Garrison information
- Occupants: nobility

= Laach Castle (Kruft) =

Laach Castle (Burg Laach), also called the Pfalzgrafen Castle (Pfalzgrafenburg or 'Count Palatine's Castle'), is a levelled Salian spur castle by the Laacher See (Lake Laach) opposite the Abbey of Maria Laach. The castle site lies on the territory of Kruft in the county of Mayen-Koblenz in the German state of Rhineland-Palatinate.

== Location ==
Laach was a motte and bailey castle which stood at a height on a rock spur which, at that time, was a peninsula because the level of the lake was 15 metres higher. It stood above the eastern shore of the lake and was temporarily the seat of the Rhenish
counts Palatine. Count Palatine Henry of Laach from the House of Luxembourg-Gleiberg (died 1095) founded the monastery of Laach (monasterium ad lacum) in 1093. Laach Castle (castellum ad lacum) was demolished in 1112 by the stepson and adoptive son of Count Palatine Siegfried of Ballenstedt at the instigation of the abbey, who wanted to be absolutely safe from interference by the lord of the castle, the Count Palatine. The demolition of the castle was not a great loss for Siegfried, as he had another castle, Rheineck, nearby.
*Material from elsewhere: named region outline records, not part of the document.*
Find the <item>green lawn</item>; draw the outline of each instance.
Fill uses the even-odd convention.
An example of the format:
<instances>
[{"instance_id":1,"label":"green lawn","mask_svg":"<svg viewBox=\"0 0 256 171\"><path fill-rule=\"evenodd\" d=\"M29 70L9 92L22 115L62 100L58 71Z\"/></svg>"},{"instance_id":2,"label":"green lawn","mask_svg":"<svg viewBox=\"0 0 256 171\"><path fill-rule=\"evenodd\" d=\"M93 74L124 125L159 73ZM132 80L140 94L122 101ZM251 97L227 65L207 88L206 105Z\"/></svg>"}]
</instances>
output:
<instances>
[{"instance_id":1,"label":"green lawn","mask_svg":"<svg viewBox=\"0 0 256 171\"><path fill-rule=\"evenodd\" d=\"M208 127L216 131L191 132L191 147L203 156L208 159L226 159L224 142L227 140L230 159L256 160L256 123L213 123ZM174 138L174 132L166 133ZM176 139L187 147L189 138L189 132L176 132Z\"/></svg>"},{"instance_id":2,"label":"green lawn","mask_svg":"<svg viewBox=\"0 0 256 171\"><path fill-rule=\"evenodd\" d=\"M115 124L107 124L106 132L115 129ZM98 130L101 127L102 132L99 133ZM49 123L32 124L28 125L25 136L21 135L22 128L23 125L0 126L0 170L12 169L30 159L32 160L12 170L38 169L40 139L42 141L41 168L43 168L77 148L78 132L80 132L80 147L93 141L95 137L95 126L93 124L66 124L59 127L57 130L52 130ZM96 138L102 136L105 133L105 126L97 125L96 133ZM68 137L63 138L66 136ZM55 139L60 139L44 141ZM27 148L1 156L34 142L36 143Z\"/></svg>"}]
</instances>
The 170 -metre-long castle was divided into two sections, the oval bailey facing the lake, the elongated one facing the hinterland. A mighty neck ditch terminated the eastern side 'land' side. Two cross ditches between the two castle baileys offered further protection. Stone towers are evidenced from their foundations (three square towers with 4.5 metre (2) or 8 metre-long sides). The remaining buildings were probably made of wood.

At the beginning of the 16th century only a few remains of the castle were still visible. Today, only few traces and the names of the fields "Laacher Burg" and "Alte Burg" indicate its existence.

== Remains of Roman buildings ==
During an excavation in 1935, Roman bricks were found by Mayen excavator, Josef Kramer, on the summit of the hill spur. Further remnants of brick were discovered in the 1980s near the lava quarry pit in Hangschutt. These finds suggest that there were originally Roman buildings in the area of the castle. Due to its strategic location and its proximity (approx. 200 metres) to a Roman farmstead in the great Roß valley, Gerd Otto interprets these finds as remains of a defensive structure or refuge fort from late Roman times. Siegfried of Ballenstedt's demolition of the castle also now appeared in a new light. Perhaps the remains of a pagan fort within sight of their monastery caused the monks a certain unease.

== Literature ==
- Horst Wolfgang Böhme (ed.): Burgen der Salierzeit. 2 volumes. Thorbecke, Sigmaringen, 1991, ISBN 3-7995-4134-9.